Vam6 and Gtr1 interact in vivo. (A) gfp-vam6 cells were grown in EMM with thiamine at 30°C and vacuolar membranes were stained with FM4-64. GFP–Vam6 localized to the vacuolar membranes in growing cells. (B) gfp-vam6 gtr1-rfp cells were grown at 30°C in EMM and transferred to EMM, EMM supplemented with amino acids and EMM without nitrogen (always in the presence of thiamine). GFP–Vam6 and Gtr1–RPF colocalized to the vacuolar membranes in all conditions. (C) gtr1-flag, vam6-tap and gtr1-flag vam6-tap cells were grown in EMM and transferred into EMM supplemented with amino acids. Cells were collected after 20 and 40 minutes. Cell lysates (Input) and TAP pulldown fractions were subjected to SDS-PAGE and immunoblots were incubated with anti-TAP and anti-Flag antibodies, as indicated. The interaction between Gtr1–Flag and Vam6–TAP was estimated by densitometry using ImageJ software and the Gtr1–Flag pulled down in the presence of amino acids was normalized to 1. Gtr1–Flag physically interacted with Vam6–TAP in an amino-acid-dependent manner. Scale bars: 10 μm.

Fig. 7.

Hypothetical model showing how Vam6, Gtr1–Gtr2 and TORC1 respond to amino acids.

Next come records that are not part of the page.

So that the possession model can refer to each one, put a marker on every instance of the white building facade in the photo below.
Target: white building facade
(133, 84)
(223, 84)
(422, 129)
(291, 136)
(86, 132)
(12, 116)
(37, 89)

Amino acids activate Tor2 by means of Vam6 and the Rag proteins to induce translation and promote cell growth. In the presence of amino acids, Gtr1 interacts strongly with Gtr2 and this heterodimer binds Vam6. Vam6 would activate Gtr1 and this, in turn, would bind to the TORC1 complex by means of Mip1. The active TORC1 complex induces Rps6 phosphorylation and, hence, induces cell growth and inhibit sexual differentiation. This activation would occur in the vacuolar membrane, where all the components would interact strongly in an amino-acid-dependent manner.